Powrót z ferii przypominał exodus uchodźców z wojny domowej. Zakopiankę i inne górskie szosy, kompletnie zasypane, zatarasowały dziesiątki kolonijnych autokarów, często rozklekotanych, dziesięcioletnich, piętnastoletnich i starszych, czasem nawet bez zimowych opon. Bezradnie buksowały w śniegu, na poboczach ze zmarzniętymi dzieciakami w środku stały te zepsute. W piątek 7 lutego przed południem przebycie stukilometrowej trasy z Krakowa do Zakopanego mogło zająć podróżnym nawet pięć godzin. Horror zaczynał się tuż za Rabką, w korkach, śniegu i błocie wielu kierowców utknęło na dobre. Przewoźnicy musieli odstawić do domów dzieci z jedenastu województw, w których w tym roku ustalono identyczny termin ferii – od 26 stycznia do 9 lutego. Na drogi ruszyło wszystko, co dało się uruchomić.
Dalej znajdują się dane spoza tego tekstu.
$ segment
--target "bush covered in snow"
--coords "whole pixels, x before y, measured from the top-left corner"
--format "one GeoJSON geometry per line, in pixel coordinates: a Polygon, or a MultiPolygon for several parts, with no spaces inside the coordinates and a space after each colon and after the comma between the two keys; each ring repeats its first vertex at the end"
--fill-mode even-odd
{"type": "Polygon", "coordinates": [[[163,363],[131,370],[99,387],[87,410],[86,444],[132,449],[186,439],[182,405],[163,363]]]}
Na dodatek wiele osób wracało z ferii niezadowolonych. Tłok panował nie tylko na szosach i nie tylko podczas powrotu z zimowego wypoczynku. Panował przez okrągłe dwa tygodnie i niemal w całych górach.
Działo się tak, mimo że na ferie zimowe wyjechali tylko nieliczni. W ubiegłym roku z 5,6 mln uczniów szkół postawowych, gimnazjów, średnich i zawodowych wyjechało jedynie 700 tys., a z różnych form zorganizowanego wypoczynku – także półkolonii, lata w mieście skorzystało 1,5 mln. W tym roku, choć dokładnych danych jeszcze nie ma, było bardzo podobnie.
Okazuje się, że polski przemysł turystyczny nie jest w stanie przyjąć nawet tych nielicznych, jeśli wszyscy oni wyjadą na ferie w jednym terminie.
Przedstawiciele branży turystycznej, urzędnicy w MEN i większość nauczycieli jest zgodna – lepiej jeśli jest kilka turnusów ferii zimowych i dzieci jadą na odpoczynek po kolei. Jeśli wszyscy są zgodni co do tego, jak jest lepiej, to dlaczego było gorzej?